2024-01-29T13:10:50+0000 [INFO] [cli] Starting production HTTP BentoServer from "service:VLLM" listening on http://localhost:3000 (Press CTRL+C to quit)
The server is active at http://localhost:3000. You can interact with it in different ways.
curl -X 'POST' \
'http://localhost:3000/generate' \
-H 'accept: text/event-stream' \
-H 'Content-Type: application/json' \
-d '{
"prompt": "Explain superconductors like I'\''m five years old",
"max_tokens": 1024
}'
import bentoml
with bentoml.SyncHTTPClient("http://localhost:3000") as client:
response_generator = client.generate(
prompt="Explain superconductors like I'm five years old",
max_tokens=1024
)
for response in response_generator:
print(response, end='')
The @openai_endpoints
decorator provides OpenAI-compatible endpoints (chat/completions
and completions
) for the Service. To interact with them, simply set the base_url
parameter as the BentoML server address in the client.
from openai import OpenAI
client = OpenAI(base_url='http://localhost:3000/v1', api_key='na')
# Use the following func to get the available models
client.models.list()
chat_completion = client.chat.completions.create(
model="mistralai/Mistral-7B-Instruct-v0.2",
messages=[
{
"role": "user",
"content": "Explain superconductors like I'm five years old"
}
],
stream=True,
)
for chunk in chat_completion:
# Extract and print the content of the model's reply
print(chunk.choices[0].delta.content or "", end="")
See also
These OpenAI-compatible endpoints support vLLM extra parameters. For example, you can force the chat/completions
endpoint to output a JSON object by using guided_json
:
from openai import OpenAI
client = OpenAI(base_url='http://localhost:3000/v1', api_key='na')
# Use the following func to get the available models
client.models.list()
json_schema = {
"type": "object",
"properties": {
"city": {"type": "string"}
}
}
chat_completion = client.chat.completions.create(
model="mistralai/Mistral-7B-Instruct-v0.2",
messages=[
{
"role": "user",
"content": "What is the capital of France?"
}
],
extra_body=dict(guided_json=json_schema),
)
print(chat_completion.choices[0].message.content) # Return something like: {"city": "Paris"}
If your Service is deployed with protected endpoints on BentoCloud, you need to set the environment variable OPENAI_API_KEY
to your BentoCloud API key first.
export OPENAI_API_KEY={YOUR_BENTOCLOUD_API_TOKEN}
You can then use the following line to replace the client in the above code snippet. Refer to Obtain the endpoint URL to retrieve the endpoint URL.

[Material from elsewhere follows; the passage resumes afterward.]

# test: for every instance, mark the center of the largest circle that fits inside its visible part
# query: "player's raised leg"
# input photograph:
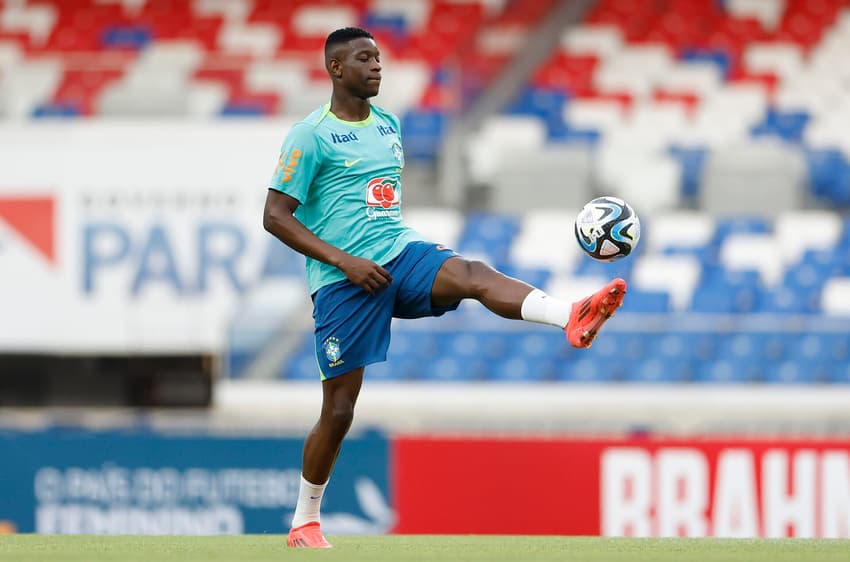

client = OpenAI(base_url='your_bentocloud_deployment_endpoint_url/v1')
Visit http://localhost:3000, scroll down to Service APIs, and click Try it out. In the Request body box, enter your prompt and click Execute.
Deploy to BentoCloud¶
After the Service is ready, you can deploy the project to BentoCloud for better management and scalability. Sign up for a BentoCloud account and get $10 in free credits.
First, specify a configuration YAML file (
bentofile.yaml
) to define the build options for your application. It is used for packaging your application into a Bento. Here is an example file in the project:service: "service:VLLM" labels: owner: bentoml-team stage: demo include: - "*.py" - "bentovllm_openai/*.py" python: requirements_txt: "./requirements.txt" envs: - name: HF_TOKEN
-
bentoml cloud login
Create a BentoCloud secret to store the required environment variable and reference it during deployment.
bentoml secret create huggingface HF_TOKEN=<your_hf_token> bentoml deploy . --secret huggingface
Once the Deployment is up and running on BentoCloud, you can access it via the exposed URL.
Note
For custom deployment in your own infrastructure, use BentoML to generate an OCI-compliant image.